Active power dispatch strategy of the wind farm based on improved multi‐agent consistency algorithm

With the increase of wind power penetration in the power system, wind farm (WF) needs to limit active power and accurately track the instructions from the dispatch centre. Since a WF has many distributed wind turbines (WTs), it is a crucial issue to reasonably distribute power reference values to WTs. In this study, a novel active power dispatch (APD) strategy based on dynamic grouping of WTs is proposed. This strategy considers the characteristics and operating conditions of WTs, which can smoothen the power reference values to WTs and reduce fluctuations of key parameters of WTs. Then, a distributed dispatch strategy based on multi-agent system consistency algorithm (MASCA) is applied for APD, which provides a dispatch strategy for WTs that does not require a centralised control centre.
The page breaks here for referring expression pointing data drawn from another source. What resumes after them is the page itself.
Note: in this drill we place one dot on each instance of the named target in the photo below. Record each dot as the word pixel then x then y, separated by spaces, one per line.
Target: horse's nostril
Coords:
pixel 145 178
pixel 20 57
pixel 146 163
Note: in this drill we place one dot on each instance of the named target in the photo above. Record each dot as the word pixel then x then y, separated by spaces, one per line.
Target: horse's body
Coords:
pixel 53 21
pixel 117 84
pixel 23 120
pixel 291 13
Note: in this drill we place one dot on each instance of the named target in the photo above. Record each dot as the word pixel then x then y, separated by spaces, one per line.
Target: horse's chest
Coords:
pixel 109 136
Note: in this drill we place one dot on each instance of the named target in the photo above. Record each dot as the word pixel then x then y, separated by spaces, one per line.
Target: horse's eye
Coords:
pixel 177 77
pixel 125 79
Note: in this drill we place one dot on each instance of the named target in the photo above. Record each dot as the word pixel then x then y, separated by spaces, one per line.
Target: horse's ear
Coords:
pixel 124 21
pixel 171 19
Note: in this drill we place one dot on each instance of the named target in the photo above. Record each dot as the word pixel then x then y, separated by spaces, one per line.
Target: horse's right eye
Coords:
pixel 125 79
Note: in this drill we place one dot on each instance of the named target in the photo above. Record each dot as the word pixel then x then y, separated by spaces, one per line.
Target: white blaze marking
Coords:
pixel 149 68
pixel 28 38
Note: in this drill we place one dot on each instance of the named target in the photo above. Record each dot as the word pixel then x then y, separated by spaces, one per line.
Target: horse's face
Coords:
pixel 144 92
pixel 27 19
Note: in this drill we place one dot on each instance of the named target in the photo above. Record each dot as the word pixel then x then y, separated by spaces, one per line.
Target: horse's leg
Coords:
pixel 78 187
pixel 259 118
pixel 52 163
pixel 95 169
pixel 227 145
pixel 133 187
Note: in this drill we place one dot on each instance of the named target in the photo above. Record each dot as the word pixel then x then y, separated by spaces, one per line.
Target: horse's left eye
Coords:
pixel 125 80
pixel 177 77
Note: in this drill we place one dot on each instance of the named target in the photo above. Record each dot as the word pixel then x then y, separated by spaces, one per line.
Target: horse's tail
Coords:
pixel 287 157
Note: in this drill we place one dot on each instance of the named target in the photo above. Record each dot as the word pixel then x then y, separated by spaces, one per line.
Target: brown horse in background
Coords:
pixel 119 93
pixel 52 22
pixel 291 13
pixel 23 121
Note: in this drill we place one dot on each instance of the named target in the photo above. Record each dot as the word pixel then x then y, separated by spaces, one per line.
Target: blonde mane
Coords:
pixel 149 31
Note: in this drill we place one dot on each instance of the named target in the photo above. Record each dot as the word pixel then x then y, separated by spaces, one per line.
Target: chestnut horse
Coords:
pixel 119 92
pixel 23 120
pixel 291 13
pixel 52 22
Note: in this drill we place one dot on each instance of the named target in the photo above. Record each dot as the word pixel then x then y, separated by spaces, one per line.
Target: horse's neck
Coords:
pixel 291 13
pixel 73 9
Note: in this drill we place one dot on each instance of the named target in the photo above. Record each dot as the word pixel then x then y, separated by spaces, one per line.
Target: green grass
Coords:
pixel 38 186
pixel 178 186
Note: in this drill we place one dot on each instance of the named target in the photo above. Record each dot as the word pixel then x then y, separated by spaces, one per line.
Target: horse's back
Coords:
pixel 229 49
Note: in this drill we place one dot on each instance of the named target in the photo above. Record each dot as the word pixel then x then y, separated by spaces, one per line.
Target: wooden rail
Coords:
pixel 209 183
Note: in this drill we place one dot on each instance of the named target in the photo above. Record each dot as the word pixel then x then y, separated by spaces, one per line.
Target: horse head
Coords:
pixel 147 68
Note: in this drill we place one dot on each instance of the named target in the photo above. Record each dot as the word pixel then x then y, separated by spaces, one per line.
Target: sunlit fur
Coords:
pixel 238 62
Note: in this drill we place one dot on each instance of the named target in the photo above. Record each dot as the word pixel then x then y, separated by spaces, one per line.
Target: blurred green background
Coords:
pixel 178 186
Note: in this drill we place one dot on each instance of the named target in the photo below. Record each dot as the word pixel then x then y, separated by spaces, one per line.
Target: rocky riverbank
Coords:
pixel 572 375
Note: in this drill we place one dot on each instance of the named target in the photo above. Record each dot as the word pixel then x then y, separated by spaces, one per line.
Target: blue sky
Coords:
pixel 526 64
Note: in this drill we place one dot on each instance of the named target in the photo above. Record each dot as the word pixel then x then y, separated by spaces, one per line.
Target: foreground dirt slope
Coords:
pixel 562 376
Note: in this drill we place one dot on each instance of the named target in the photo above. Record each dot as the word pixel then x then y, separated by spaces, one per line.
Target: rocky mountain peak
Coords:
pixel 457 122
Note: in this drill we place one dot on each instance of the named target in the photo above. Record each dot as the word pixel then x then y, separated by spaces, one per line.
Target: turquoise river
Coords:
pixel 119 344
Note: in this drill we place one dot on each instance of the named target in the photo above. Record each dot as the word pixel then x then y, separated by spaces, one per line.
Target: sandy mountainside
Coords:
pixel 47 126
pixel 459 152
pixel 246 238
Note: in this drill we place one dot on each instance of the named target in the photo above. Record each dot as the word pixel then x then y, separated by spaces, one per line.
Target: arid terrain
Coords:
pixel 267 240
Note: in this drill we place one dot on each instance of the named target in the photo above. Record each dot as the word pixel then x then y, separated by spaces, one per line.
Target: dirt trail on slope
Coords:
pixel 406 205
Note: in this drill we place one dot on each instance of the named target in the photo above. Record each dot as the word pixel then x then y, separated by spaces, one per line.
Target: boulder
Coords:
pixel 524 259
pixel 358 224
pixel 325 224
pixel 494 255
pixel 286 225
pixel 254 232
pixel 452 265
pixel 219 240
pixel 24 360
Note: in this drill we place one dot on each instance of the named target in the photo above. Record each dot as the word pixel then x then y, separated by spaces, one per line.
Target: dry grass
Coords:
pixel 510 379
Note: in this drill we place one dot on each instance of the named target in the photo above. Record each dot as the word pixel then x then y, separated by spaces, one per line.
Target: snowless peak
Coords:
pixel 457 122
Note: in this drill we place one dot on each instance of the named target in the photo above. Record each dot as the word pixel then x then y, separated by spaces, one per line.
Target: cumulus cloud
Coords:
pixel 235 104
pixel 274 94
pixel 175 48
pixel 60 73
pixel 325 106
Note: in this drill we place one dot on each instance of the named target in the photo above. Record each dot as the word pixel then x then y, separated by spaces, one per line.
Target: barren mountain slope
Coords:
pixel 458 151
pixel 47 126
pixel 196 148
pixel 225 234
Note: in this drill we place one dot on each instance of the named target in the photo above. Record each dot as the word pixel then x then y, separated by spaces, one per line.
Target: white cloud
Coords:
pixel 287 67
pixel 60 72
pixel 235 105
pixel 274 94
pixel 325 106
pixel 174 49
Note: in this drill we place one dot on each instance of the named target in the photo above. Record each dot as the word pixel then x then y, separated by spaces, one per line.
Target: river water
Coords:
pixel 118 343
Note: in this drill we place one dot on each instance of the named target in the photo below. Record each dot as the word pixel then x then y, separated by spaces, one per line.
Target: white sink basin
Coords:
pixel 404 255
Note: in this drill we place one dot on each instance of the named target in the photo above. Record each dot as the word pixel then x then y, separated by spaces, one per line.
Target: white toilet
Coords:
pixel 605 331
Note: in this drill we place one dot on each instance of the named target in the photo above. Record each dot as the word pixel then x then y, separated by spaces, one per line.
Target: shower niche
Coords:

And the segmental virtual consistency algorithm is presented as an improvement of MASCA, which innovatively allows MASCA to support the grouping strategy for APD. Finally, the simulations show that the proposed strategy can enable WTs to obtain smoother reference power to track the dispatching instruction while reducing fluctuations of rotor speed and pitch angle, which is helpful to alleviate the fatigue of WTs. The dispatch strategy also shows good robustness when some communication is interrupted.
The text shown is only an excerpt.